Le sous-traitant peut-il invoquer les règles de l’enrichissement illégitime contre le maître d’ouvrage ?

Tamara Morgado

Associée chez Guggenheim Morgado Avocats


Dans le domaine de la construction, lorsque le sous-traitant n’est pas payé par l’entrepreneur général, la question se pose toujours de savoir s’il y a un moyen d’agir contre le maître d’ouvrage alors qu’il n’y a aucun contrat entre celui-ci et le sous-traitant. Je ne vais pas aborder ici l’hypothèque légale des artisans et entrepreneurs, voie possible pour le sous-traitant, mais j’aimerais m’attarder sur un arrêt récent du Tribunal fédéral. Dans un arrêt du 12 janvier 2021 (4A_470/2020), le Tribunal fédéral se penche sur les règles de l’enrichissement illégitime dans le cadre d’un contrat d'entreprise et le rapport triangulaire qui existe en présence d’un sous-traitant.
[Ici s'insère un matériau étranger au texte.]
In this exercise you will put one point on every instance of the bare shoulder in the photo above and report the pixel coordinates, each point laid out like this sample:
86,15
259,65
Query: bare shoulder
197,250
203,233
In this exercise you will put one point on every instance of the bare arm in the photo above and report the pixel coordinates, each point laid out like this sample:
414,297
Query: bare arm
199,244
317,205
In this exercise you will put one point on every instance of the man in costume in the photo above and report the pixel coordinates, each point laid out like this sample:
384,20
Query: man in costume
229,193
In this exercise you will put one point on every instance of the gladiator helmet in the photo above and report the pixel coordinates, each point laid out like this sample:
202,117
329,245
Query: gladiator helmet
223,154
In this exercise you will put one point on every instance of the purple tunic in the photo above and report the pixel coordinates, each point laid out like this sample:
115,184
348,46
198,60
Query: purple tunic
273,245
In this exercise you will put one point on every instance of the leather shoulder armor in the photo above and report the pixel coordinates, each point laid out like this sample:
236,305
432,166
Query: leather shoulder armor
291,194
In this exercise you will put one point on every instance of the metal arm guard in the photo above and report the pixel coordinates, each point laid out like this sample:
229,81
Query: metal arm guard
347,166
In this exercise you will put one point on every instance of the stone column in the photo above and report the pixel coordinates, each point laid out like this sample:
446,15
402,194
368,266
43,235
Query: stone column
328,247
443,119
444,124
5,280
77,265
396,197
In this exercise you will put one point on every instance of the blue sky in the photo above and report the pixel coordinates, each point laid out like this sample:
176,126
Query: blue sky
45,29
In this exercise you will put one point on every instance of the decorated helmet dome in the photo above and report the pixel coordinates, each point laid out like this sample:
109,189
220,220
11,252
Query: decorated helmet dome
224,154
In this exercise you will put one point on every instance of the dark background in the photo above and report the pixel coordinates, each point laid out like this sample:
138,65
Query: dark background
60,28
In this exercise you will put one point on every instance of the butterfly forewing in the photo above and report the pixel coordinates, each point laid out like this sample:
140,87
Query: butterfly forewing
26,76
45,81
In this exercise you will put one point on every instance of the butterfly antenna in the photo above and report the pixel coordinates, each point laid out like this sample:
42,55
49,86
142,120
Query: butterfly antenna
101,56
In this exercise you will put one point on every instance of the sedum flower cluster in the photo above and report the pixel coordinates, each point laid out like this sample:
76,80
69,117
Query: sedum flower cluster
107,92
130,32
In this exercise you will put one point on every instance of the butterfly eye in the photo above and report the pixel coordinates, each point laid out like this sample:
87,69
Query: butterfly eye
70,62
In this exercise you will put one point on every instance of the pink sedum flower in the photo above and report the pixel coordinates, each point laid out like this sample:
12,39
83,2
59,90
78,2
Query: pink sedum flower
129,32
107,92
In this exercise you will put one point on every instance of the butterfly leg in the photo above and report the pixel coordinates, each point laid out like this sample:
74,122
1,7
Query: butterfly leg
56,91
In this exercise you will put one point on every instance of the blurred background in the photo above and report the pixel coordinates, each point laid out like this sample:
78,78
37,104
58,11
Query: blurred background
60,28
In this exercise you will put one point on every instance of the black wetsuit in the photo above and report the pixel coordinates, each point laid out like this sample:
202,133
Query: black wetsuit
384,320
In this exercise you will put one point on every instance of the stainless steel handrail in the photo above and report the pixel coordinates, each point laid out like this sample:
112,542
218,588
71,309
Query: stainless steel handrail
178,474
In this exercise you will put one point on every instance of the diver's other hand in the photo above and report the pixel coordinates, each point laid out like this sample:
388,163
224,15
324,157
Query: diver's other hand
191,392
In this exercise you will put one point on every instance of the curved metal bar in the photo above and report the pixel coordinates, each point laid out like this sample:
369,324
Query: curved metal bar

L'enrichissement illégitime


Le Tribunal rappelle que :
les règles sur l’enrichissement illégitime (62 CO) ne sauraient apparaître comme le dernier recours pour remédier à des résultats considérés d’une façon générale comme inéquitables ;
l’action pour cause d’enrichissement illégitime repose sur quatre conditions : l’enrichissement d’une personne, l’appauvrissement d’une autre, un rapport de causalité entre ces deux éléments, et l’absence d’une cause légitime ou le paiement d’un indu ;
le champ d’application de l’enrichissement illégitime est limité à des cas nettement déterminés, où l’appauvrissement du créancier résulte directement de l’enrichissement d’une autre personne et où le déplacement de valeur est dénué de cause juridique valable.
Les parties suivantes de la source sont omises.